ISO/IEC 14443 Type A defines a Unique IDentifer to be used for card selection and activation. The standard defines single, double and triple size UIDs which correspondingly consist of 4, 7 and 10 Byte. In many contactless systems, the UID is not only used for card activation but also as a logical reference i.e. in a background system to the card itself.
What is the difference between a 4 byte UID and a 4 byte NUID?
A 4 byte UID is an identifier which has been assigned by the card manufacturer using a controlled database. This database ensures that a single identifier is not used twice. In contradiction, a 4 byte NUID (Non-Unique IDentifier) is an identifier which may be assigned to more then one contactless chip over the production time of a product so that more then one card with the same identified may be deployed into one particular contactless system.
MIFARE Classic is a fundamentally flawed product, which has been hacked by several research groups. Why does NXP even extend its lifecycle by providing 7 Byte UID solutions for it?
The security of systems does not rely on the security of a smart card IC alone. Many MIFARE Classic based systems have been secured by countermeasures until a migration to stronger security is possible.
Would this situation not be a big opportunity to discontinue MIFARE Classic and provide more secure solutions to the market?
For applications that require a higher level of security, we recommend to migrate from MIFARE Classic to MIFARE Plus or MIFARE DESFire EV1 with 7B UIDs.
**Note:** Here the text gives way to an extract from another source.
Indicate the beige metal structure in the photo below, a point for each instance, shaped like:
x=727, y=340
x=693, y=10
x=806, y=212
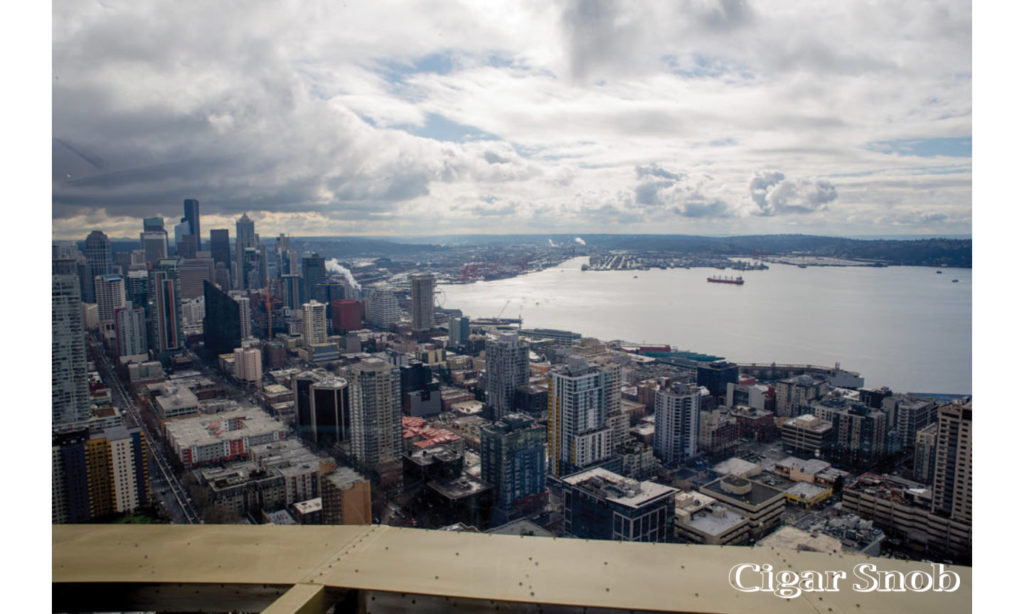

Visibility on end of life of 4 Byte UID based products
Is only MIFARE Classic 1K concerned?

No, the 4 B UID issue affects all ISO/IEC 14443 Type A products including MIFARE Classic products (MIFARE Classic 1k and MIFARE Classic 4k), MIFARE Plus as well as all MIFARE Classic implementations on NXP‘s SmartMX and JCOP products. The 4 B UID issue also affects Infineon Technologies and NXP’s MIFARE licensees.

Quantity of unique numbers left over?
The exact quantity can only be estimated as NXP is not aware of quantity of unique numbers left over at Infineon; in any case, we expect the market will run out of 4 Byte unique IDs end of 2010 this will affect NXP and MIFARE licensees as well as Infineon.

Communication plan of NXP towards the market regarding the need to change to 7 Bytes UID
Towards system integrators (SIs)

Yes, NXP has been in close contact with leading SIs from week 12 2010 onwards. The message is that the market will run out of 4 Byte unique IDs by the end of 2010. Our default successor product is based on 7 Byte unique IDs. Our recommendation is to move to 7 Byte unique IDs.

Towards public transport operators (PTOs)?
Yes, NXP is in close contact with selected PTOs in alignment with the respective SIs. Same message and recommendation as for system integrators.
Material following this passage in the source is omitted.